IPUMS Excellence In Research Awards Winners:
The IPUMS mission of democratizing data demands that we increase representation of scholars from groups that are systemically excluded in research spaces. This award is an opportunity to highlight and reward outstanding work using any of the IPUMS data collections by authors who are underrepresented in social science research*.
Published Research:
Paolo Nicola Barbieri and Hieu M.Nguyen
When in America, do as the Americans? The evolution of health behaviors and outcomes across immigrant cohorts
The authors use 30 years of IPUMS NHIS data to add nuance to the "immigrant paradox" literature by examining composition and assimilation of immigrant cohorts over time with regard to health behaviors and conditions. Despite noting some heterogeneity in health patterns and cohort composition, they find immigrants generally "de-assimilate" unhealthy behaviors (smoking and drinking) yet still converge towards the poorer health outcomes of American natives (as measured by asthma, vision problems, and coronary heart conditions).
Student Research (TIE):
Ziyao Tian
Intergenerational Social Mobility of Asian Americans Under the Shadow of Asian Exclusion (1882–1943)

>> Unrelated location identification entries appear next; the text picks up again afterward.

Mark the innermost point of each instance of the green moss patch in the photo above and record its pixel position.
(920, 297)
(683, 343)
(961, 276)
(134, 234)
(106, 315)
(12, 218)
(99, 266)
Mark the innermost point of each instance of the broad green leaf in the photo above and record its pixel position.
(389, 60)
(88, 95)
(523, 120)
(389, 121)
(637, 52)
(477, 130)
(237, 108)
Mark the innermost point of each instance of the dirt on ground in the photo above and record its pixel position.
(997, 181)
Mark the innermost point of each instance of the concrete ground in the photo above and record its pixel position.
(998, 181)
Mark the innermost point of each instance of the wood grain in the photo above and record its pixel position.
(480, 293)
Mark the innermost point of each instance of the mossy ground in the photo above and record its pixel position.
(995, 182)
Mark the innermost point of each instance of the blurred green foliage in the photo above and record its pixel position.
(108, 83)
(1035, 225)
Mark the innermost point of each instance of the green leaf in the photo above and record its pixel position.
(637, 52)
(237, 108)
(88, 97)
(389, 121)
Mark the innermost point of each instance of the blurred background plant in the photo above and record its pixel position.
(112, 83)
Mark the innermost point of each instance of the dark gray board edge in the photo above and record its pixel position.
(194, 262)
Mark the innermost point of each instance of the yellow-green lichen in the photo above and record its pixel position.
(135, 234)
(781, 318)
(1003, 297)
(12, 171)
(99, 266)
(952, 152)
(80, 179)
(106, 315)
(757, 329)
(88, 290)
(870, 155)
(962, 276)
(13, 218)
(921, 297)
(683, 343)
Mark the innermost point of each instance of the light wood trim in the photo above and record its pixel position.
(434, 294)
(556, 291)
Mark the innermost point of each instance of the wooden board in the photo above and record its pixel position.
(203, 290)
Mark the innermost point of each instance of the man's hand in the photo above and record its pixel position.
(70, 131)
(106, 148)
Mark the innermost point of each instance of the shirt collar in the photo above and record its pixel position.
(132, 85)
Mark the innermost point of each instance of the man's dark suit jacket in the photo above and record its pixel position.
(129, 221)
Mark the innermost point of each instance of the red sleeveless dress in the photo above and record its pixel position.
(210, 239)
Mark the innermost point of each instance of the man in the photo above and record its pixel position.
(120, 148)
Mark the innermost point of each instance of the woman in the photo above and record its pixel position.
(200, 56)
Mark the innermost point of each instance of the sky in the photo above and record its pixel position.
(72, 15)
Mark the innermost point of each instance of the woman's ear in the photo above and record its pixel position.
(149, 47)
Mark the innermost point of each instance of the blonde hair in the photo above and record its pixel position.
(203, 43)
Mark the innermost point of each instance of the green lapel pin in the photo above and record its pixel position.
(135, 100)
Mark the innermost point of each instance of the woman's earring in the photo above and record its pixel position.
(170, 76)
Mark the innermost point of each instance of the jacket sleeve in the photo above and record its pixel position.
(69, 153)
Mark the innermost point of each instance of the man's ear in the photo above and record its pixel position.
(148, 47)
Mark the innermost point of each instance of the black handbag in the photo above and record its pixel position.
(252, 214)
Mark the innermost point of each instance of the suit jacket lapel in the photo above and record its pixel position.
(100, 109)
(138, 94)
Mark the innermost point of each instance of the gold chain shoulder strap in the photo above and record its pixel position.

The authors use linked census data from 1900-1940 to explore the previously elusive question of intergenerational mobility among Asian Americans in the early 20th century. Their contrasting findings on educational and socioeconomic mobility and their changes over time lay bare the importance of discriminatory policies in moderating the relationship between education and economic success.
Danyang Zhang
Marriage Market Signaling and Women’s Occupation Choice
Using data from eight decennial censuses and over three decades of the CPS, the author proposes a new model for understanding gender disparities in the labor market that focuses on caregiving occupations. Hypothesizing that occupational choice includes a signaling game to potential marriage partners, the paper finds that women's selection into caregiving occupations is responsive to marriage rates, divorce legislation, and the sex ratio of immigrants.
*Because IPUMS is based in the United States, we often include persons who identify as Black/African American, Indigenous, Hispanic/Latino/a/x, Asian American, first-generation college graduates or students, LGBTQ persons, or persons with disabilities in our definition of systemically excluded groups. We recognize for scholars outside of the U.S., in particular, this list may not capture discrimination in their social contexts, and encourage submissions from persons who identify with a group that has been systemically excluded even if it is not explicitly listed here.